Peter remembered an old Kilmamie map his father had discovered at the Institute of Jamaica in Kingston. Dad had asked the institute people to copy it for him, and the copy was now at the house. On it the surveyor had made notations such as "awful gully," "inaccessible precipices," "edge of great break," "tremendous hole," and "great overhanging rock" to indicate just how wild some parts of the property were. This place they were in now was probably noted on the map as one of the many falls on the river coming down from those "inaccessible precipices."
Winded from their flight and the hard descent, Zackie and Peter sat on a wide ledge beside a pool some twenty feet across, with their backs against a wall of black rock and Mongoose between them. In front of them the river fell from a height of about thirty feet into the pool, and then plunged again out of sight. Surprisingly, the noise was not as deafening as it had been higher up. There it must have bounced back and forth from one wall of the river gorge to the other, building up a confusion of echoes.
"What do we do now?" Peter asked.
Zackie looked at him. "You know what me think? We in a whole lot of trouble, Peter."
"I know that. But—"
"Even more than before. Don't it plain as day to you what me daddy will do next?"
"What will he do?"
"Him will go to Corporal Buckley and tell Corpie 'bout the money. By the way, does you still have the money?"
Peter took it from his pocket and handed it over. "I think you're wrong."r />
"Huh?"
"I think you're wrong. Look. You say your father will tell the corporal he saw you with the money, and the corporal will decide you're the thief they're looking for. Right? You think your father will do that to get even with you."
Zackie nodded.
"I disagree," Peter said. "He'd be dumb to do that. Because the police would take the money away from you, and your father would never have another chance to get his hands on it. Don't you see?"
Zackie gave the matter some thought and finally nodded. "You right. Yes."
"So what do we do now?"
Zackie's dog walked to the edge of the pool at that moment and lapped up some water. Watching him, Zackie said, "Well, this the same water you would be drinking at the house, Peter. You thirsty?"
"No."
"Hungry?"
"We don't have anything to eat."
"Yes, we do, if you hungry enough. Me have matches, and there is crayfish in these pools. Me could catch some and make a fire. You supposed to boil them and we don't have nothing to boil them in, but me guess they would be okay roasted."
Peter tried to figure out what was wrong with what Zackie was saying. Nothing was, he finally decided. Each of them had a different way of looking at the trouble they were in, that was all. To Zackie, the number one problem was not that the police thought him a thief; it was just staying alive and free.
"Zackie—"
"Huh?"
"Have you forgotten about your mother? She came here so you and she could be together again."

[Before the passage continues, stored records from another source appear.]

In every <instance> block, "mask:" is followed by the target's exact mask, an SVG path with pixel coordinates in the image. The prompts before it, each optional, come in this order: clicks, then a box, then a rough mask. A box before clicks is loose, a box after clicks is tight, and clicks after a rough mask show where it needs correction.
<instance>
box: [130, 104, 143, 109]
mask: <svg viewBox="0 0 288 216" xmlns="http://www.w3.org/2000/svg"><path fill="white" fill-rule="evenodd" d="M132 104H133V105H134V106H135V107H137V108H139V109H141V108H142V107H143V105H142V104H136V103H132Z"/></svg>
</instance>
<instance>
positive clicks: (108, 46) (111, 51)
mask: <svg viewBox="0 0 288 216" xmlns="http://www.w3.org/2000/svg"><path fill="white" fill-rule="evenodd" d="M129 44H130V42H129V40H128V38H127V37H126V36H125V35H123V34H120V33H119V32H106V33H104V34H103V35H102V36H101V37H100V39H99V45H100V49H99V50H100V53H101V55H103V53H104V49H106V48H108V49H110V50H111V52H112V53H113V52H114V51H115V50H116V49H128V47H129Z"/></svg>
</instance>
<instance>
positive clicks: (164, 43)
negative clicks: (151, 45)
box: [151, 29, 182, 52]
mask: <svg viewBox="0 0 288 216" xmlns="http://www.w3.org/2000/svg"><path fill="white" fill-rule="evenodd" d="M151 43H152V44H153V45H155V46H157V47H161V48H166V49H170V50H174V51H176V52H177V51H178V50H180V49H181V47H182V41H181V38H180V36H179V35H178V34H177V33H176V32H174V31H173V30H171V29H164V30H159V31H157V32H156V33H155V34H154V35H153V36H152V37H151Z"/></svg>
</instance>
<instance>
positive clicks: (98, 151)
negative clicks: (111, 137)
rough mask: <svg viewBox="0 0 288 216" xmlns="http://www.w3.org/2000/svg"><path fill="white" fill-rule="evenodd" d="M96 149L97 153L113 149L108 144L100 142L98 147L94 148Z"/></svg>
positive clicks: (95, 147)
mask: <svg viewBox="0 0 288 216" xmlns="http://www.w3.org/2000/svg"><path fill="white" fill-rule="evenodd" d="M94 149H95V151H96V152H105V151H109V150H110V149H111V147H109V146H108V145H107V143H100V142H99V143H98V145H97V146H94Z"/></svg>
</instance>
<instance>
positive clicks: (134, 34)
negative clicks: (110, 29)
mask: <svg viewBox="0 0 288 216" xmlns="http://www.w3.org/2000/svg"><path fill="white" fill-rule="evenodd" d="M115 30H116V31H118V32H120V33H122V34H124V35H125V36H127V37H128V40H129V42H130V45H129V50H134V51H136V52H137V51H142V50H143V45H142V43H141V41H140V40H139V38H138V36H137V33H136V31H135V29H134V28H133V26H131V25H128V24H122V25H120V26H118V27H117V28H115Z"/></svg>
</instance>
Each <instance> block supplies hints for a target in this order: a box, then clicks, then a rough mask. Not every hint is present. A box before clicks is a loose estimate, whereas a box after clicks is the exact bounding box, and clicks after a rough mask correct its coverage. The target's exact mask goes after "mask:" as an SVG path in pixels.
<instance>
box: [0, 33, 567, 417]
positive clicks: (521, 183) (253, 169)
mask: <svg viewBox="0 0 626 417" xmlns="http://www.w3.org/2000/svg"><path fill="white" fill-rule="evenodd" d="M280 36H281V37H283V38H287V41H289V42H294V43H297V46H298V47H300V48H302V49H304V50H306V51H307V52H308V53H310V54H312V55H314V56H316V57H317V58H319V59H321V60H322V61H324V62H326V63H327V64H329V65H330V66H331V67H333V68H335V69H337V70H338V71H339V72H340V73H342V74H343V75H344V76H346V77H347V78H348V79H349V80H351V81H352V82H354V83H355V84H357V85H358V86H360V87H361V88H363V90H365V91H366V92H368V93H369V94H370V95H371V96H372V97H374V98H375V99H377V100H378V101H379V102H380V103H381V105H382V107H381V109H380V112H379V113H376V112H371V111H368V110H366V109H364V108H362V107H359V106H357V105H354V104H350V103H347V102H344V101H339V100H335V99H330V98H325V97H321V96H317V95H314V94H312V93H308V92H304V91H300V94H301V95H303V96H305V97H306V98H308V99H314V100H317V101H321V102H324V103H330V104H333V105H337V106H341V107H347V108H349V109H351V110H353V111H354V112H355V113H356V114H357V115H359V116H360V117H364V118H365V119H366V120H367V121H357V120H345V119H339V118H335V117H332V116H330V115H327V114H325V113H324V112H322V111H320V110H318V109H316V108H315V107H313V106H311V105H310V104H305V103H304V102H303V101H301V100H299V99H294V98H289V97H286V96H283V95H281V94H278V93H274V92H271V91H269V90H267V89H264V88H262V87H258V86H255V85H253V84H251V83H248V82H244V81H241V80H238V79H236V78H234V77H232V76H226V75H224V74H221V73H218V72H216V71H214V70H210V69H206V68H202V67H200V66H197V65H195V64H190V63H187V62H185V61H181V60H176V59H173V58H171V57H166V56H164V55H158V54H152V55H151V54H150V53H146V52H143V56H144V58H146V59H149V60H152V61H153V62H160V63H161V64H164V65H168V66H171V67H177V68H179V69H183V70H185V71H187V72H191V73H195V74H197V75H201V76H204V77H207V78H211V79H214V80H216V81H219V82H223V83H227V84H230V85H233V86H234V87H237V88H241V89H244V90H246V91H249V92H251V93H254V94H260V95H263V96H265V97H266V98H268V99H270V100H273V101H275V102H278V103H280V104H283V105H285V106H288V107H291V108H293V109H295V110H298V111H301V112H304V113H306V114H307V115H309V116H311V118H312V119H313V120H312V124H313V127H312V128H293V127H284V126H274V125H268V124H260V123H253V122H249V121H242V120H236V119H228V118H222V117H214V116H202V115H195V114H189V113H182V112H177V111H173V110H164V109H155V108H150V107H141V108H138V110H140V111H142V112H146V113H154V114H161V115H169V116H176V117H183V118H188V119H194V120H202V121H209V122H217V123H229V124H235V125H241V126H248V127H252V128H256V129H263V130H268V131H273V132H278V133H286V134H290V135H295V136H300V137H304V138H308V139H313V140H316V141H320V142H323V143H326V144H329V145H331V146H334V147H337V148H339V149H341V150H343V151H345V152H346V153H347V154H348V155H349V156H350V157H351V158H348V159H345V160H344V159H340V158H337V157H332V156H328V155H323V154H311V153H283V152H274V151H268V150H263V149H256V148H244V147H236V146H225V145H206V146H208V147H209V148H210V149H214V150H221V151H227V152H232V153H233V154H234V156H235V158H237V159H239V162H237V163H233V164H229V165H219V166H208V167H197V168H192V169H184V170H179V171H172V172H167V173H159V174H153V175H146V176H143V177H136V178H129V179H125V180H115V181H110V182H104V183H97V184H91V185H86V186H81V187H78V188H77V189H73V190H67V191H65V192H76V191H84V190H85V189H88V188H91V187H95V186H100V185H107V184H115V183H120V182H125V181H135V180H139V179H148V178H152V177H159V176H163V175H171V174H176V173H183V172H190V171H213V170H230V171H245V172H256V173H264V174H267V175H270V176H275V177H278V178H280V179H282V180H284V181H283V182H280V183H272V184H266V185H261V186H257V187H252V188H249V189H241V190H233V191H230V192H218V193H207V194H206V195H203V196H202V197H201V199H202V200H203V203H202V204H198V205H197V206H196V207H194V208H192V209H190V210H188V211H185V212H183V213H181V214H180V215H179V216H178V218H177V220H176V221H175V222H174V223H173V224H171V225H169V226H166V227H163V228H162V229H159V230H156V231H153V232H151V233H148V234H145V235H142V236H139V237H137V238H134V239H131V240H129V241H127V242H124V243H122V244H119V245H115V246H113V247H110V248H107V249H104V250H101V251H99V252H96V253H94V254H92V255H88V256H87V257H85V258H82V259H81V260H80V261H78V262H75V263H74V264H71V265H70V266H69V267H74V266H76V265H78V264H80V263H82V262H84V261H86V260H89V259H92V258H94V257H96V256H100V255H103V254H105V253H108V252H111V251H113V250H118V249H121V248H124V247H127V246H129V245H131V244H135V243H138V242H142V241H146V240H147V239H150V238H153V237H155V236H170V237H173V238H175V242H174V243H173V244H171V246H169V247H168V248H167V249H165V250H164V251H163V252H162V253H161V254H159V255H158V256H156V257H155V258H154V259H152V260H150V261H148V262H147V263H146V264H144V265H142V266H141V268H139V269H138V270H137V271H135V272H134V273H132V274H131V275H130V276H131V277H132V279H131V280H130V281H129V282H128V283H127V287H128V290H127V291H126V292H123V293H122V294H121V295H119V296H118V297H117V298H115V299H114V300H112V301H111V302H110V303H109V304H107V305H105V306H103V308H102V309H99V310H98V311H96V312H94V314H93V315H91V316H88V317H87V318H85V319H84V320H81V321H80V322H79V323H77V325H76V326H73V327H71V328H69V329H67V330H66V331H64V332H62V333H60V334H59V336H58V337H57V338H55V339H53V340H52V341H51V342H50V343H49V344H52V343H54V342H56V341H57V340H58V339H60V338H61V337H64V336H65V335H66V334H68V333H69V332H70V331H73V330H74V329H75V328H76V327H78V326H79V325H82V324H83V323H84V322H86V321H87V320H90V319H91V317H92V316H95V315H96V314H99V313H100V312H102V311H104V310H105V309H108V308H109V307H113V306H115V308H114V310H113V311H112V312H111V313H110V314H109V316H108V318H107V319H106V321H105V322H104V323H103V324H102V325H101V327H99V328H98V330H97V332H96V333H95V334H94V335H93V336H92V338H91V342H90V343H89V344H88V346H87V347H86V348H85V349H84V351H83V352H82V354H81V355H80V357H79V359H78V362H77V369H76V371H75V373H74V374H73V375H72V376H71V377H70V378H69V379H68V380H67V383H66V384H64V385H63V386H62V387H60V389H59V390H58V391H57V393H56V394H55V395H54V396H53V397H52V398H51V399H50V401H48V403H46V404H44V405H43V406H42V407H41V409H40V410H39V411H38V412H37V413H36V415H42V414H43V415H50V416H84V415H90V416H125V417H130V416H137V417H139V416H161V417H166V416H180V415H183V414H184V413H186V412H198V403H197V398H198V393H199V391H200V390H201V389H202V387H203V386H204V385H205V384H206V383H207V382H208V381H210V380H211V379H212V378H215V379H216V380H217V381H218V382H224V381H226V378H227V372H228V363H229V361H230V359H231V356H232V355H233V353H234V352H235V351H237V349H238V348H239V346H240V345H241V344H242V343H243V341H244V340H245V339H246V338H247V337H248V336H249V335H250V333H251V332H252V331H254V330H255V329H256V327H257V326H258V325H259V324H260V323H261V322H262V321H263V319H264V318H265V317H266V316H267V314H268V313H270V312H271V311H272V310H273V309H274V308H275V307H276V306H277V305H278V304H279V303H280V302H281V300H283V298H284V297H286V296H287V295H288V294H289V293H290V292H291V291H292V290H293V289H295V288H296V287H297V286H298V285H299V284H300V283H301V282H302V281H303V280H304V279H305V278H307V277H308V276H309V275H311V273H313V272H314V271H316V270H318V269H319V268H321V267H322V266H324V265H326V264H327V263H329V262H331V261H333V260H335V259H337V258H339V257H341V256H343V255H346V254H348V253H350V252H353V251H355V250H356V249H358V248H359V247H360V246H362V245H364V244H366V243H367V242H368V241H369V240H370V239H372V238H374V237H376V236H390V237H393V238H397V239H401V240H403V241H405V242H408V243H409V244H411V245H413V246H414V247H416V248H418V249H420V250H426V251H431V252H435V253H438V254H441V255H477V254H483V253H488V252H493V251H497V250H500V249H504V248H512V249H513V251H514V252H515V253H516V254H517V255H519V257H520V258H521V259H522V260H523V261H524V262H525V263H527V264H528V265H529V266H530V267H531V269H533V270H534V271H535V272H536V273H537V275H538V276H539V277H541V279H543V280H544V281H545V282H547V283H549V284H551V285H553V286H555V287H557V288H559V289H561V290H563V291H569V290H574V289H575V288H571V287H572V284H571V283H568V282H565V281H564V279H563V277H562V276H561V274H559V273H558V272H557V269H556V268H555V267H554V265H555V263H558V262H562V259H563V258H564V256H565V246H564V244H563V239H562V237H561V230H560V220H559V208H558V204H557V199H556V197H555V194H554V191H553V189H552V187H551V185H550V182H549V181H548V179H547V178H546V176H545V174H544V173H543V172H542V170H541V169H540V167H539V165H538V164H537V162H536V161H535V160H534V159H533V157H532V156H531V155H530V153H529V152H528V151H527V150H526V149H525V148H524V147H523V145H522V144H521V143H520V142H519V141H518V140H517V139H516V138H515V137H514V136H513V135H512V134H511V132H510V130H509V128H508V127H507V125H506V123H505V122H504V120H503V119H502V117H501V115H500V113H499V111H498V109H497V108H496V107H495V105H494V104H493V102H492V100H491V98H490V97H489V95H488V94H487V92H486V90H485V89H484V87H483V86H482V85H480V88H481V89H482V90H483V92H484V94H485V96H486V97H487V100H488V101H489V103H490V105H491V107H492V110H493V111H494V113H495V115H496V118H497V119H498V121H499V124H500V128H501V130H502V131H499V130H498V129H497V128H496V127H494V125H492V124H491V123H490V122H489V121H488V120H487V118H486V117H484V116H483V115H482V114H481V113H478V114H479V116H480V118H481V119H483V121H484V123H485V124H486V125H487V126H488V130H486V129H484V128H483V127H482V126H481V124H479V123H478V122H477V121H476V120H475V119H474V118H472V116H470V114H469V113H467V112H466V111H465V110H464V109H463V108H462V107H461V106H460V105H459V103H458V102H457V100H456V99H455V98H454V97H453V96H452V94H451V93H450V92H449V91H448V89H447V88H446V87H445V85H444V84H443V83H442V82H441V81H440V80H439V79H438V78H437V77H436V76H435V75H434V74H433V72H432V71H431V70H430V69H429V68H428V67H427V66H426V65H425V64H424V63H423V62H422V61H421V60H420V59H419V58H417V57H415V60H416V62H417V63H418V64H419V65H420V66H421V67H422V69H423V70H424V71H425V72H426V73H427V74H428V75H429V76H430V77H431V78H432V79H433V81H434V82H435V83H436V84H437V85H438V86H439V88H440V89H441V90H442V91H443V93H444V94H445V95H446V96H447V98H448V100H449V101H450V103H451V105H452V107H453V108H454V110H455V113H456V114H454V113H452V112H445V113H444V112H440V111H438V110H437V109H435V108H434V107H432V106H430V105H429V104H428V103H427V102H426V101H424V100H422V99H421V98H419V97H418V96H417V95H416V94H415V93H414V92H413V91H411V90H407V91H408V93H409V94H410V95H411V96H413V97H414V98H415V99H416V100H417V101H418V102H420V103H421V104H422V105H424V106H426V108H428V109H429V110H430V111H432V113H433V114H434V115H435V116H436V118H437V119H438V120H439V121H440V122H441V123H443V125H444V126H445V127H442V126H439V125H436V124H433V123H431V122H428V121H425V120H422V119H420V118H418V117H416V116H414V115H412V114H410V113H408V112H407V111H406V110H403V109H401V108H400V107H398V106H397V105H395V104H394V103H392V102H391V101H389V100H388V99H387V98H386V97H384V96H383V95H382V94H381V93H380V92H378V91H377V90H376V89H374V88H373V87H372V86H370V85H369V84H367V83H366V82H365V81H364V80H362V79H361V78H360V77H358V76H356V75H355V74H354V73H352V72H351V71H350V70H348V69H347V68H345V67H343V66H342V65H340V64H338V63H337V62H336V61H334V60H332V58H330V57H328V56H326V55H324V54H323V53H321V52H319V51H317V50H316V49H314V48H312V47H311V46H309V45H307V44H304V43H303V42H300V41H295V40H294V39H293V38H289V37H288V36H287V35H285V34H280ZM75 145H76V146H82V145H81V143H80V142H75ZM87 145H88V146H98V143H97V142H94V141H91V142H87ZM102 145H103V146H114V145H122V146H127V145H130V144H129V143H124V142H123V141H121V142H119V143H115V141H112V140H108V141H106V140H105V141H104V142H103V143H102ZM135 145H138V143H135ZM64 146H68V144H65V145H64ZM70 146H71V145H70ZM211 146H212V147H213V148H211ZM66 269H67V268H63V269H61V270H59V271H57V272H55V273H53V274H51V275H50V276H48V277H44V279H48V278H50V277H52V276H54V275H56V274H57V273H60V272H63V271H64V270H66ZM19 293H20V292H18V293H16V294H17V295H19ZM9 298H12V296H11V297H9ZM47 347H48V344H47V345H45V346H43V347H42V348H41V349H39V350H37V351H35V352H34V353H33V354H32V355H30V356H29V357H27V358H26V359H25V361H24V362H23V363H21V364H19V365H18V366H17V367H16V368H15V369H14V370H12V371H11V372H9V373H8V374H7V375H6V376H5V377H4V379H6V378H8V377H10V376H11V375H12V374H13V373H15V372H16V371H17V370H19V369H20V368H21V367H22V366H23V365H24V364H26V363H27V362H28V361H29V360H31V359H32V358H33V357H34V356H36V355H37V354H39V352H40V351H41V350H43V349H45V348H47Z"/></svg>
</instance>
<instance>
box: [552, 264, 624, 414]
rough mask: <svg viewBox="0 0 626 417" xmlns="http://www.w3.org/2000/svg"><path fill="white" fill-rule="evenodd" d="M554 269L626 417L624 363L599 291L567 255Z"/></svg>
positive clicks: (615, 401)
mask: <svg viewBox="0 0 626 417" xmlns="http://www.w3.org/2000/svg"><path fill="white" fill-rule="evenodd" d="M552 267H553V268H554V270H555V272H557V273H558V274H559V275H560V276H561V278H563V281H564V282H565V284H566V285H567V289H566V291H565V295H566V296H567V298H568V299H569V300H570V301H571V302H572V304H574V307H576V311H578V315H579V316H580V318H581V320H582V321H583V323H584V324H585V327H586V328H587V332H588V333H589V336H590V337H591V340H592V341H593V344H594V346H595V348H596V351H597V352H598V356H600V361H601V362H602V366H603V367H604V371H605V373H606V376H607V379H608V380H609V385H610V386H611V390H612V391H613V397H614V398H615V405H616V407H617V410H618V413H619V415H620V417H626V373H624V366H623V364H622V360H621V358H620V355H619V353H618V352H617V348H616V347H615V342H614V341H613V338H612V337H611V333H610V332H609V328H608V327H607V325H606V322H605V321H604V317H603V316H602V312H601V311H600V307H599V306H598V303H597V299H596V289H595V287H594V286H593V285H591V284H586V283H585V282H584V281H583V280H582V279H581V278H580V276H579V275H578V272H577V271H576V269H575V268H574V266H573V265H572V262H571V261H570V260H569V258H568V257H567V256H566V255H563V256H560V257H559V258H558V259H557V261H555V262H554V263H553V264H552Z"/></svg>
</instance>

All at once the look of self-assurance disappeared from Zackie's face. It was as though he suddenly saw the truth as something huge and heavy that was trying to crush him, and knew he could no longer hold it off by being cocky. Even his voice seemed tired as he said, "Peter, what can me do? Me mother did come, but me daddy is still mad at me and making all kinds of trouble. The police is waiting to arrest me." Gazing forlornly at the pool, he shook his head in defeat. "Me in the biggest kind of trouble, Peter. Me nuh know what to do anymore."